上記画像のように、学習が始まります。10000イテレーション毎にモデルは保存されます。
半日程度(数時間でも結果は確認できます)学習させたら、Ctrl + C で学習を停止させてください。
最終的に、このような検証結果が表示されていると思います。
学習させたYolact-Edgeモデルの検証
続いて、学習結果を確認します。
その前に、eval.py の1276行目
convert_to_tensorrt(net, cfg, args, transform=BaseTransform())
をコメントアウトしてください。
python3 eval.py --trained_model=weights/my_mobilenetv2_config_4285_30000.pth --score_threshold=0.45 --top_k=3 --image=../image/Class1_def/2.png --config=my_mobilenetv2_config
trained_model は、weightsフォルダに作成された .pth のパスを入力してください。

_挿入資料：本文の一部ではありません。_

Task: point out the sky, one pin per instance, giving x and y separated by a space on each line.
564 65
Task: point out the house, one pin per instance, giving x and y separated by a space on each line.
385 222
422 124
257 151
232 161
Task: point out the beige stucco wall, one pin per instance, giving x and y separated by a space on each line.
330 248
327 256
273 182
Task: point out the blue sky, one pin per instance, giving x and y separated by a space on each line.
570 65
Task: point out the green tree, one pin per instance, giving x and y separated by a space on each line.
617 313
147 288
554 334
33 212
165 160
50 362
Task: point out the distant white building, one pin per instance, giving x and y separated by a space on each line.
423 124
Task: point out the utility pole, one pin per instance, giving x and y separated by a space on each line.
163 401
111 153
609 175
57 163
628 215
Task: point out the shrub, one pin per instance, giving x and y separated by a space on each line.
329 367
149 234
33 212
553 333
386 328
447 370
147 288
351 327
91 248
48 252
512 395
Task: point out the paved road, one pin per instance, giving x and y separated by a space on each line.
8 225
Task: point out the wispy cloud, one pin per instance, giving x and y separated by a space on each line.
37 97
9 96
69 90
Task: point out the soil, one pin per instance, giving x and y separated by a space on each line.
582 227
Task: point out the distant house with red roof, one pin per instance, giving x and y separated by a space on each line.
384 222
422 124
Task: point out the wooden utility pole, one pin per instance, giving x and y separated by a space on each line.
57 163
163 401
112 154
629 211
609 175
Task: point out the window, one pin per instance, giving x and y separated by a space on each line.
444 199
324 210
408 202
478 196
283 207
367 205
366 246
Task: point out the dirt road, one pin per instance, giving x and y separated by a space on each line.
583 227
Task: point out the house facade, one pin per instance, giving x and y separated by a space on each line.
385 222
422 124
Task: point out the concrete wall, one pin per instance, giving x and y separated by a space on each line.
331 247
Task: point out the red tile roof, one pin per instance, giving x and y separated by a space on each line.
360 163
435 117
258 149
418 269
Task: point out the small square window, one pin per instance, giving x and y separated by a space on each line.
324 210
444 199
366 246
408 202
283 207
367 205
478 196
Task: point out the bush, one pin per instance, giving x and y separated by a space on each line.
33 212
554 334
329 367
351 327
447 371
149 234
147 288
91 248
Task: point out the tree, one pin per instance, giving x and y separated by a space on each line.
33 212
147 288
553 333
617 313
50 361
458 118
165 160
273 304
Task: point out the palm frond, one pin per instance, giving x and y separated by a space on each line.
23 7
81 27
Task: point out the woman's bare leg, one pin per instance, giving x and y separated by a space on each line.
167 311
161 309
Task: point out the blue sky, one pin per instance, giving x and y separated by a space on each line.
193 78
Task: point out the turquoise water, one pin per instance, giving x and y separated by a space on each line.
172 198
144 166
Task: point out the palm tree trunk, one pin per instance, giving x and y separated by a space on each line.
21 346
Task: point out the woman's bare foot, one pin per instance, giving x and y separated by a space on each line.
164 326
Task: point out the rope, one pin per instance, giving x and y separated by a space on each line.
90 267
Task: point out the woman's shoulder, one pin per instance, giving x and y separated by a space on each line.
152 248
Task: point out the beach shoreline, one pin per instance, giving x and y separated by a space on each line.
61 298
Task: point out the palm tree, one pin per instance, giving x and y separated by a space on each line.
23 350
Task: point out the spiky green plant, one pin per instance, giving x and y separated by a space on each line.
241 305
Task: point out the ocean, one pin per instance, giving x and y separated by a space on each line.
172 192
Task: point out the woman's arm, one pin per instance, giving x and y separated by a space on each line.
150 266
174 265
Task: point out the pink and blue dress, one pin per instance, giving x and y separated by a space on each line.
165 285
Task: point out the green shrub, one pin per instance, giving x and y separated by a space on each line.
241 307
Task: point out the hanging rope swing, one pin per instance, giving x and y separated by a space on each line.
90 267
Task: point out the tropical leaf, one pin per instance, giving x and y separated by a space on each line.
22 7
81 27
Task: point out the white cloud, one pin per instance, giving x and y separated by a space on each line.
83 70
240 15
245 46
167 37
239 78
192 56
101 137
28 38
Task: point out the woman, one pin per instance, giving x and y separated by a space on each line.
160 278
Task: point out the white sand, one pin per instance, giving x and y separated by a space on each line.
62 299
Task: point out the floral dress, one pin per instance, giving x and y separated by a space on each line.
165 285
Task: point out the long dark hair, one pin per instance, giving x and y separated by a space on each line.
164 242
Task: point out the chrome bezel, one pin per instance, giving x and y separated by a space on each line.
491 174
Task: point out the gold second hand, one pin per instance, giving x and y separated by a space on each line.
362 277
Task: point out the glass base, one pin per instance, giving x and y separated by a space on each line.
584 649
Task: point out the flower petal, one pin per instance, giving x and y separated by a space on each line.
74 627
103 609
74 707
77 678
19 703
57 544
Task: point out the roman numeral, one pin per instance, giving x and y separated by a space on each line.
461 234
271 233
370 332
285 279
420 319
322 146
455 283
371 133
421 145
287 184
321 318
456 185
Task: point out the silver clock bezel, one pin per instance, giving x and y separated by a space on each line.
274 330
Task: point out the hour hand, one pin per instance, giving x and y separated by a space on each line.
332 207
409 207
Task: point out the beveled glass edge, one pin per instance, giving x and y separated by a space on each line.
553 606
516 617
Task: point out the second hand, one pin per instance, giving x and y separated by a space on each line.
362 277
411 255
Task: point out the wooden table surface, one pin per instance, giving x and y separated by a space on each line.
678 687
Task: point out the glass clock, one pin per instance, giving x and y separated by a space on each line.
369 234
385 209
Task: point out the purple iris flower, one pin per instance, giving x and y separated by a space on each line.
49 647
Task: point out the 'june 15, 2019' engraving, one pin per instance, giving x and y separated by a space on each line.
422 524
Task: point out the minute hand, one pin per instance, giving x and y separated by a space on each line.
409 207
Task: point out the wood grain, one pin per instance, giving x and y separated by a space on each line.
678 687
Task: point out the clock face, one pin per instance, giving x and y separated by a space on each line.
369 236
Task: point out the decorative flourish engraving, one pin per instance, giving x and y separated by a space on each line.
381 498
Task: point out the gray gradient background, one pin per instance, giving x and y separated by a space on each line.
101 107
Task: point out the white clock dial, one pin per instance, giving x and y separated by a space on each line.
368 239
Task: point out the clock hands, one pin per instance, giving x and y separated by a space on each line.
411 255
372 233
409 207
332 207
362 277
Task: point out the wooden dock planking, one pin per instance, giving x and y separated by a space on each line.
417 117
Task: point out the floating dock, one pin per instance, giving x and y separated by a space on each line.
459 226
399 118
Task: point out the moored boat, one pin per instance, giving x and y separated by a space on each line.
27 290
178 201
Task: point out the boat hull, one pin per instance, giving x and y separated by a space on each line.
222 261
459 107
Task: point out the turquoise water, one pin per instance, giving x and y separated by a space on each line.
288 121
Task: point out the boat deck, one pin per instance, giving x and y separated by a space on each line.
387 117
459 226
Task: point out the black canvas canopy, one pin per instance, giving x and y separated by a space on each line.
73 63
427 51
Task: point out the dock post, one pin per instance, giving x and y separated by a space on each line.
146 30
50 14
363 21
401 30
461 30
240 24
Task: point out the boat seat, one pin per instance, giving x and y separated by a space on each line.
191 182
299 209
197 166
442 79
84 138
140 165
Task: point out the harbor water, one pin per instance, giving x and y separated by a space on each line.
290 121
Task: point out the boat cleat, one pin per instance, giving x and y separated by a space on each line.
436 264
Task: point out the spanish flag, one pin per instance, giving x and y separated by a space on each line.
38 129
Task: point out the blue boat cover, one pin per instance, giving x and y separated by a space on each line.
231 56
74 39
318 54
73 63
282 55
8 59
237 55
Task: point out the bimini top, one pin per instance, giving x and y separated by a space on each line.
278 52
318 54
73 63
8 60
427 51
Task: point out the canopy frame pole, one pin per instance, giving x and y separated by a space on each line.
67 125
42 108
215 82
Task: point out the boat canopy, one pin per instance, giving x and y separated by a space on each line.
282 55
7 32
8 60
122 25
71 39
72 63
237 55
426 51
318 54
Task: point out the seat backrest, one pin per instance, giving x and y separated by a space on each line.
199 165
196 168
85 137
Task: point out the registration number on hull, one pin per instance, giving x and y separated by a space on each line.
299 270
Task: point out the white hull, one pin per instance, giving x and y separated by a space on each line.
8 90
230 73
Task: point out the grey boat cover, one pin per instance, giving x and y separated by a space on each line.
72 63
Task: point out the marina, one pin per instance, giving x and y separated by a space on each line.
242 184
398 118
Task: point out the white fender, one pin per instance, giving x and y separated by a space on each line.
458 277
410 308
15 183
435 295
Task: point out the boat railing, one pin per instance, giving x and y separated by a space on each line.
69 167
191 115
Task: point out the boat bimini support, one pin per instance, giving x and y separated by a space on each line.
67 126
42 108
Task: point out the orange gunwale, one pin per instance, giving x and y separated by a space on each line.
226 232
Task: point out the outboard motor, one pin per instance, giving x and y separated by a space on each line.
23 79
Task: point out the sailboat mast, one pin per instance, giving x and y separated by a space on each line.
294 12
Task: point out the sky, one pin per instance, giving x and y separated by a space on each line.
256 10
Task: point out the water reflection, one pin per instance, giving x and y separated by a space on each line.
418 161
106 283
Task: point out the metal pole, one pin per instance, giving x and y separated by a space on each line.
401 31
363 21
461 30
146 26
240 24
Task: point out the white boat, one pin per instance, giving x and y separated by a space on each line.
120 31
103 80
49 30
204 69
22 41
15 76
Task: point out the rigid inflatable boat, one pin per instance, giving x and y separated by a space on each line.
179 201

Class1_def/2.png と Class2_def/2.png で以下のような画像が表示されたら成功です。
補足
weight ファイルの名称について
weight ファイルの my_mobilenetv2_config_4285_30000.pth ですが、これは4285エポックで30000イテレーションを実行した結果です。
学習時のエラーについて
Yolact-Edge のようなインスタンスセグメンテーションは、学習に時間がかかります。また、メモリ消費量も大きいので学習時の引数には注意を払う必要がります。

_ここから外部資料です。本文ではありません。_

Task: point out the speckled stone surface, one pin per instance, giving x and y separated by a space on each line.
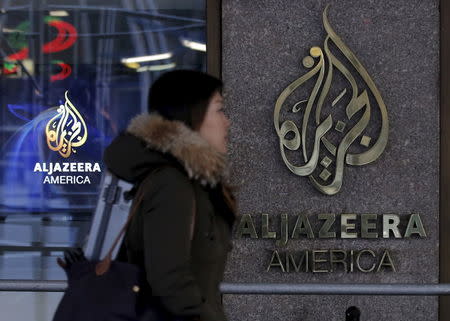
264 43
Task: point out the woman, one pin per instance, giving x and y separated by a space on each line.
181 233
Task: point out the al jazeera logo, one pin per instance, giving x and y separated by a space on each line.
65 133
338 124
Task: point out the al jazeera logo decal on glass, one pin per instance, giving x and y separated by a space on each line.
65 133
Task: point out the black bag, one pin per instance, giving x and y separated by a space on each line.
108 290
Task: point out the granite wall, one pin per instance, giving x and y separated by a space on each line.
264 43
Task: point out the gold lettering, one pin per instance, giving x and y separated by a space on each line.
302 261
265 233
366 226
315 260
302 226
324 231
275 261
246 227
334 260
346 226
415 226
390 223
284 231
386 261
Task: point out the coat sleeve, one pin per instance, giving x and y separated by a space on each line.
167 218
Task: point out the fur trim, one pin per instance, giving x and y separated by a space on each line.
200 160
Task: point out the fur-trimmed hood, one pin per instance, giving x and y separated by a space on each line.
158 139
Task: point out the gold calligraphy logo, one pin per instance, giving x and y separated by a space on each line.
66 130
328 131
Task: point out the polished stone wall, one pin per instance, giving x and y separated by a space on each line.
264 43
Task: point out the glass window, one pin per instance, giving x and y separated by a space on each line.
72 74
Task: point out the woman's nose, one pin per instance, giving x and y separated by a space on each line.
227 122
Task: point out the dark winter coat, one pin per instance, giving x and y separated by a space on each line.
183 274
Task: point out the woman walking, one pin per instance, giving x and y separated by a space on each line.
181 234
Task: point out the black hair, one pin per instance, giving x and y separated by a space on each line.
183 95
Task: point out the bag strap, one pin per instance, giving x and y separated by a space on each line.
103 266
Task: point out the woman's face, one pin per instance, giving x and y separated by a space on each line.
214 127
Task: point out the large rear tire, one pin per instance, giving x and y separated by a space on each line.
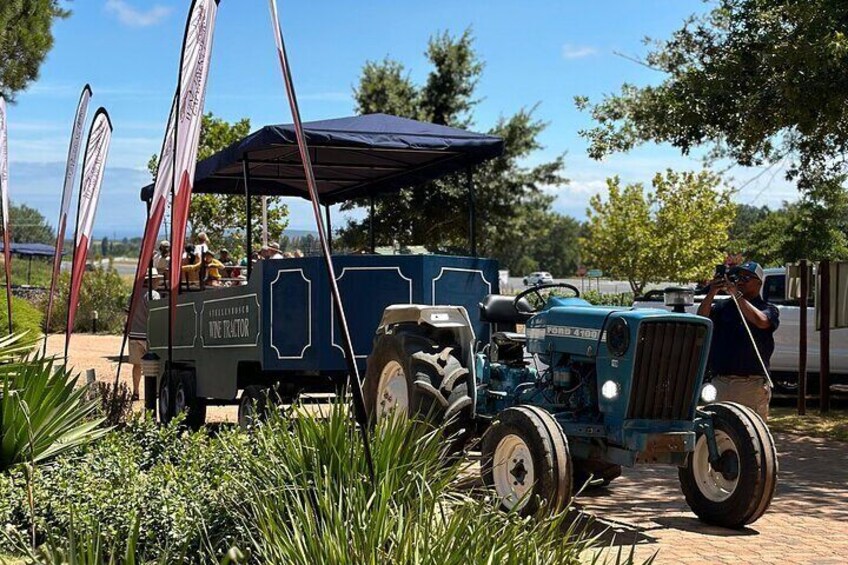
738 489
525 459
413 377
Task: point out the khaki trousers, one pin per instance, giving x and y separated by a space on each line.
751 391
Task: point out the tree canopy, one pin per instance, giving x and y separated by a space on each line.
513 212
25 39
677 232
759 82
223 216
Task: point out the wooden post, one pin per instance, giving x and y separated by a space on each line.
802 338
824 317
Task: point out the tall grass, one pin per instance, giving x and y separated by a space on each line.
309 499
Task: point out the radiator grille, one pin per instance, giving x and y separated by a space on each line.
665 370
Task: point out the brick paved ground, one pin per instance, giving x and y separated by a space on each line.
807 521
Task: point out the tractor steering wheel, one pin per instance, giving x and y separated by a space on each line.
535 290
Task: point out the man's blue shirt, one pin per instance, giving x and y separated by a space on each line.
731 352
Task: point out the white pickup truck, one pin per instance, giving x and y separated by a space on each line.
784 361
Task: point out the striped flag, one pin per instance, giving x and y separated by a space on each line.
191 95
67 192
93 165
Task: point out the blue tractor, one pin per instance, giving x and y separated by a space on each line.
583 391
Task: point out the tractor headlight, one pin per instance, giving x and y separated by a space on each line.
709 393
618 337
610 390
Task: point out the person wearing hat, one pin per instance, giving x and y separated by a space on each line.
736 370
138 345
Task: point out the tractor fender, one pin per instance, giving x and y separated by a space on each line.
454 318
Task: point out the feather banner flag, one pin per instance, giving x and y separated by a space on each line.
4 201
67 192
93 165
158 203
191 95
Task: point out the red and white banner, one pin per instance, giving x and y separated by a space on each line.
191 95
67 192
158 203
93 165
4 202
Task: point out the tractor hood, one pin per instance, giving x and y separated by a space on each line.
573 326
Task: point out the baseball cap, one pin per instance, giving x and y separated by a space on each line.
752 267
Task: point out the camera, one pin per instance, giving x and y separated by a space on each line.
731 274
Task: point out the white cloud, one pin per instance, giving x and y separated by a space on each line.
577 51
135 17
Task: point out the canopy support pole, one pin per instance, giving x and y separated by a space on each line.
245 167
150 265
472 212
371 225
329 228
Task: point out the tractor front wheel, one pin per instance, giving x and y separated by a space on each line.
414 377
525 459
736 489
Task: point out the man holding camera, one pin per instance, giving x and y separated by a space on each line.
738 369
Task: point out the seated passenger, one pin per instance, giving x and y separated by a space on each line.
191 267
214 269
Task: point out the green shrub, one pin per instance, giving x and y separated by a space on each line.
25 316
291 491
103 290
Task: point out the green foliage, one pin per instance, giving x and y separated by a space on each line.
42 413
26 318
677 232
513 214
103 290
293 490
224 217
25 39
28 225
760 82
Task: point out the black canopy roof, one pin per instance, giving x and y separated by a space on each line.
352 157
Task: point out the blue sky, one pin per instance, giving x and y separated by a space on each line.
535 51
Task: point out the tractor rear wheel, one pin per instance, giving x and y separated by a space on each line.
413 377
738 488
525 459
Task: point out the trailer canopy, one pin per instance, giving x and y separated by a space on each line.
353 157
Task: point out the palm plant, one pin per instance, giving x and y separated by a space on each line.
42 412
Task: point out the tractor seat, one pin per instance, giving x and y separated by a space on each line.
500 309
506 338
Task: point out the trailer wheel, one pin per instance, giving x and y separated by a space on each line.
253 406
186 400
525 459
738 489
414 377
165 398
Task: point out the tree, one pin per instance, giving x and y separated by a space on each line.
28 225
760 82
677 232
25 39
222 217
435 214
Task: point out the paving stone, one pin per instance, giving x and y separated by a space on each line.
807 522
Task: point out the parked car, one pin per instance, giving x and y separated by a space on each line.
538 277
784 360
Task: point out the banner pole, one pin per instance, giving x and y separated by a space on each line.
353 370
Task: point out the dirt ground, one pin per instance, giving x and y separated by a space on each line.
101 353
807 522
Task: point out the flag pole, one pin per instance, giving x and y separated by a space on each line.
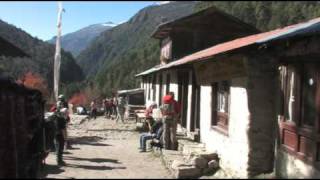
57 57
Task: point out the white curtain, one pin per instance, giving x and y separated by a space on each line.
57 57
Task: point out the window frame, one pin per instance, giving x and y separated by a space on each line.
220 120
296 138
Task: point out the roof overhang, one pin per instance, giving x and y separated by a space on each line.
311 27
200 18
131 91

特に注意しなければならないのは、学習率 (–lr) です。
適当に設定すると、損失が発散してしまいます。
その場合、以下のようなエラーが出ます。
../aten/src/ATen/native/cuda/Loss.cu:115: operator(): block: [13,0,0], thread: [95,0,0] Assertion `input_val >= zero && input_val <= one` failed
RuntimeError: CUDA error: device-side assert triggered
このようなエラーが出る場合、–lr を小さくしてください。
小さくしすぎると、学習は終わりませんので、微調整してください。
おわりに
今回はインスタンスセグメンテーションAIである Yolact-Edge の学習方法について説明しました。
これを使えば、どこに・何があるのか分かるとともに、ピクセル単位まで検出できるので、面積を出したり、重心を出すことが可能です。
ロボットピッキングもできるようになるので、使い道は豊富です。
次回は、Yolact-Edge の推論方法の詳細と、Yolact-Edge をオブジェクト化していこうと思います。